I want to compute the transitive closure of a sparse matrix in Python. Currently I am using scipy sparse matrices.
The matrix power (**12
in my case) works well on very sparse matrices, no matter how large they are, but for directed not-so-sparse cases I would like to use a smarter algorithm.
I have found the Floyd-Warshall algorithm (German page has better pseudocode) in scipy.sparse.csgraph
, which does a bit more than it should: there is no function only for Warshall's algorithm - that is one thing.

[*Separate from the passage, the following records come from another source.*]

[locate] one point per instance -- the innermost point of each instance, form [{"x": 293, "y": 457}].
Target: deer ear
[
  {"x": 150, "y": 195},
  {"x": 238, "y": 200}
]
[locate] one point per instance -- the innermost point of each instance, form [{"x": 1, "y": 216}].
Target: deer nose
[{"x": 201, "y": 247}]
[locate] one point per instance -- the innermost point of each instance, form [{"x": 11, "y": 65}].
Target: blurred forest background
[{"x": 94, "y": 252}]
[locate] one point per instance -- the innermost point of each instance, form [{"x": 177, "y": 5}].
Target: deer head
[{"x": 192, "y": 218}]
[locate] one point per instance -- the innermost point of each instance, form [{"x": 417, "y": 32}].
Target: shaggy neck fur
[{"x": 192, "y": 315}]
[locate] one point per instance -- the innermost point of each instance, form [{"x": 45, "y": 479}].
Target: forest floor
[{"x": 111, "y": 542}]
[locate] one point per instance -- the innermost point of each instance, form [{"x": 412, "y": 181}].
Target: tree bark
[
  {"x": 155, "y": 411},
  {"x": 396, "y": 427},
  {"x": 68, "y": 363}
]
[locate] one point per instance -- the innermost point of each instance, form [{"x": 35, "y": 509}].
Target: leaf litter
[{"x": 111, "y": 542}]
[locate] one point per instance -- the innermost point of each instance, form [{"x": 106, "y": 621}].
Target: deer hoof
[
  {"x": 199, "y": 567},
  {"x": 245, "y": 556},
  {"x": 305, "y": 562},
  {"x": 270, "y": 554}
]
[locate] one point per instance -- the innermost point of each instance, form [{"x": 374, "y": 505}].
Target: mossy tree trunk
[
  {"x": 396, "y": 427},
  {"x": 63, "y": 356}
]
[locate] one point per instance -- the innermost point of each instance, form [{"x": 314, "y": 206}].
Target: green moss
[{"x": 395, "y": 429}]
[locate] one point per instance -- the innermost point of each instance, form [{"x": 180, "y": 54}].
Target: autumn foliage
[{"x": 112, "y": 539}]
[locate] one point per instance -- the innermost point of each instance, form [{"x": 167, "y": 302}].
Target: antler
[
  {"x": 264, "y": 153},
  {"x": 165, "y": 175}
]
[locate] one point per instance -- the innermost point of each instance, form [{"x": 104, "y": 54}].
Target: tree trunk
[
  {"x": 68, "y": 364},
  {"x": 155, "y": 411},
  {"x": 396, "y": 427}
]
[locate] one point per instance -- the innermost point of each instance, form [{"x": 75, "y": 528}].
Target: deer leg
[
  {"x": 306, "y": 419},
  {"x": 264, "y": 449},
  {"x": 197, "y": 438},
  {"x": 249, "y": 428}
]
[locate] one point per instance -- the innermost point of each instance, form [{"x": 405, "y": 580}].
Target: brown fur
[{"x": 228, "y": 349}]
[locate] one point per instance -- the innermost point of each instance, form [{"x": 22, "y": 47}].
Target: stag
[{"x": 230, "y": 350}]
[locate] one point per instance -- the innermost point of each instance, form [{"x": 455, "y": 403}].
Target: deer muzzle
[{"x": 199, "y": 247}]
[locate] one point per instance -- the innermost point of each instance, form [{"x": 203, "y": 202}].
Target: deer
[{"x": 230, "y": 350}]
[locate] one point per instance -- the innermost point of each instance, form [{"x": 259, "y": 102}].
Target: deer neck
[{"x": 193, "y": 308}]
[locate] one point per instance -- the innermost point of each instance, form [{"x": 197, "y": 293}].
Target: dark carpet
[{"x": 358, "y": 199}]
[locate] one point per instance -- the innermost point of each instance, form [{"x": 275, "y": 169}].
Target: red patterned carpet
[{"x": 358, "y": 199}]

The main problem is that I can pass a sparse matrix to the function, but this is utterly senseless as the function will always return a dense matrix, because what should be 0 in the transitive closure is now a path of inf
length and someone felt this needs to be stored explicitly.
So my question is: Is there any python module that allows computing the transitive closure of a sparse matrix and keeps it sparse?
I am not 100% sure that he works with the same matrices, but Gerald Penn shows impressive speed-ups in his comparison paper, which suggests that it is possible to solve the problem.
EDIT: As there were a number of confusions, I will point out the theoretical background:
I am looking for the transitive closure (not reflexive or symmetric).
I will make sure that my relation encoded in a boolean matrix has the properties that are required, i.e. symmetry or reflexivity.
I have two cases of the relation:
- reflexive
- reflexive and symmetric
I want to apply the transitive closure on those two relations. This works perfectly well with matrix power (only that in certain cases it is too expensive):
>>> reflexive
matrix([[ True, True, False, True],
[False, True, True, False],
[False, False, True, False],
[False, False, False, True]])
>>> reflexive**4
matrix([[ True, True, True, True],
[False, True, True, False],
[False, False, True, False],
[False, False, False, True]])
>>> reflexive_symmetric
matrix([[ True, True, False, True],
[ True, True, True, False],
[False, True, True, False],
[ True, False, False, True]])
>>> reflexive_symmetric**4
matrix([[ True, True, True, True],
[ True, True, True, True],
[ True, True, True, True],
[ True, True, True, True]])
So in the first case, we get all the descendents of a node (including itself) and in the second, we get all the components, that is all the nodes that are in the same component.